The trial judge had an opportunity during 7 days of trial to observe the mother, her demeanor and behavior and was in an especially good position to judge the other testimony about her capabilities. The trial judge was required to assess the future capability of Ms. Kier to care for her children.

[4] The trier of the fact may draw all inferences fairly deducible from the evidence. Leinum v. Continental Cas. Co., 2 Wash. App. 233, 469 P.2d 964 (1970). The testimony at both hearings, the expert testimony assessing Ms. Kier's ability to care for her children, and the events subsequent to the 1975 hearing provided substantial evidence for the trial court fairly to deduce the mother's inability to resume the care of the children. The finding of the trial court is supported by substantial evidence in the record.

In Hollingbery v. Dunn, 68 Wash. 2d 75, 82, 411 P.2d 431 (1966) the court commented on the function of an appellate court in reviewing evidence.

Our function begins and ends with ascertaining whether the challenged finding of fact, as entered by the trial *841 court, is supported by substantial evidence and, if so, whether the findings as a whole sustain the challenged conclusion of law.

See also In re Sego, supra.

Under the circumstances here the rights of the parent must yield to the children's rights because there is substantial evidence that the best interests of the children will be served by deprivation of Ms. Kier's parental rights.

Affirmed.

ANDERSEN, A.C.J., and SWANSON, J., concur.

NOTES

[1] The court in In re Sego, 82 Wash. 2d 736, 513 P.2d 831 (1973) held that "[T]he question to be resolved is not merely whether there is `substantial evidence' to support the trial court's ultimate determination of the factual issue but whether there is `substantial evidence' to support such findings in light of the `highly probable' test." Sego, at 739. We interpret this language as an effort by the Supreme Court to fashion a different standard of appellate review for trials in which the burden of proof was the preponderance of the evidence from that for trials in which the burden of proof was clear, cogent, and convincing evidence. The two cases relied upon by the Sego court in fashioning its "highly probable test" purport to describe only the trial level burden of proof, not the standard of appellate review. Supove v. Densmoor, 225 Ore. 365, 358 P.2d 510 (1971). The following analogy illustrates the import of those cases: Preponderance of the evidence is to more probably true than not true as clear, cogent, and convincing evidence is to highly probably true.
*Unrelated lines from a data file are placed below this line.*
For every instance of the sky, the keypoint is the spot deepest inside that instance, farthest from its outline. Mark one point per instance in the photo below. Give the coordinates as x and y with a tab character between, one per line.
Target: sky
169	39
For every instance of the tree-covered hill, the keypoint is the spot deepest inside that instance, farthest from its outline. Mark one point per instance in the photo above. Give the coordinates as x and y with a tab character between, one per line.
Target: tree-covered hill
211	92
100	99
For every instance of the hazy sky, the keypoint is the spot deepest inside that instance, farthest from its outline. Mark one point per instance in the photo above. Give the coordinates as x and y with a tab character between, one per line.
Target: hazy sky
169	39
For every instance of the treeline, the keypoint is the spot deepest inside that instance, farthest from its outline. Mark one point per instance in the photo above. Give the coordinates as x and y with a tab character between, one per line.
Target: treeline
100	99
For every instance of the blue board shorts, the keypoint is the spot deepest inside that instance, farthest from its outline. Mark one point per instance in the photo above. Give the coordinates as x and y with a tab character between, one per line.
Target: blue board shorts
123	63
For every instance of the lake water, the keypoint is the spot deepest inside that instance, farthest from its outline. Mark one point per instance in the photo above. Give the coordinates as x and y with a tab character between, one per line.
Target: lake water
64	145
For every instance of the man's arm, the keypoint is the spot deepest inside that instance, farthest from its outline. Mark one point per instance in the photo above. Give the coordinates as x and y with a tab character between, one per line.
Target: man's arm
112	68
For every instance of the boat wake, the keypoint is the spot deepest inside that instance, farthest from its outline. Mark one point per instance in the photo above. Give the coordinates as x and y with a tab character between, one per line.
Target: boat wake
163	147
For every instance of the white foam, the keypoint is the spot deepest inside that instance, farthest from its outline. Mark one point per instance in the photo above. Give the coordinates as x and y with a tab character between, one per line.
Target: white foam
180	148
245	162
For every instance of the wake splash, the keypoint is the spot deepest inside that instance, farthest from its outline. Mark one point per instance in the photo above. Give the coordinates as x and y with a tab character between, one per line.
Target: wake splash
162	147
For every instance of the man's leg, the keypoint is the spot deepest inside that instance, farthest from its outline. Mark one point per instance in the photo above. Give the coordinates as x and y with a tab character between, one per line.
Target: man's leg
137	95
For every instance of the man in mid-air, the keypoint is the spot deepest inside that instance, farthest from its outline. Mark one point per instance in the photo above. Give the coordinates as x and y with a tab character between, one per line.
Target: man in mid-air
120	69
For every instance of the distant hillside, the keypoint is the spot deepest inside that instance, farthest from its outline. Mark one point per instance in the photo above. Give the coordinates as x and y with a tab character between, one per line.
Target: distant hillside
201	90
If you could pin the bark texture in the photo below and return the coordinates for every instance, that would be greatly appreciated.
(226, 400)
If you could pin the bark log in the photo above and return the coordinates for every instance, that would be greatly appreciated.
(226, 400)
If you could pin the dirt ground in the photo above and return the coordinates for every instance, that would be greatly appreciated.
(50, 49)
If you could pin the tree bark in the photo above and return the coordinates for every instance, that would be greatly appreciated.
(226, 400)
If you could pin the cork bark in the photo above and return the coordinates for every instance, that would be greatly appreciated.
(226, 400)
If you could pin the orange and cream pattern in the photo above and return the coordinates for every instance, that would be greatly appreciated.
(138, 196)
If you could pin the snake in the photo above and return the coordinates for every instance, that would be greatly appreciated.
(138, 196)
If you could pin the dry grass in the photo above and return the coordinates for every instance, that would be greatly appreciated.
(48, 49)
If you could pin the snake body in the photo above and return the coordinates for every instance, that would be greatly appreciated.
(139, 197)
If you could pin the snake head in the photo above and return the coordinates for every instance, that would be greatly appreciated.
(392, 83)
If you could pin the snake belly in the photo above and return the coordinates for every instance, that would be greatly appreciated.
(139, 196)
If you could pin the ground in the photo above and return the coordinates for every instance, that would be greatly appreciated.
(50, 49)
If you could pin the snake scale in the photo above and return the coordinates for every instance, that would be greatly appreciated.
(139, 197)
The "high probability" criterion, then, serves only as a measure of the probable truth of the evidence.

The Sego court goes on to say, however, that an appellate court may not evaluate credibility or weight of evidence. Sego, at 737-40. Because we cannot envision any means of applying the Sego "high probability test" without inexorably passing upon the quality of the evidence, we have chosen to follow the traditional substantial evidence quantitative rule as clearly supported by the rationale of the opinion.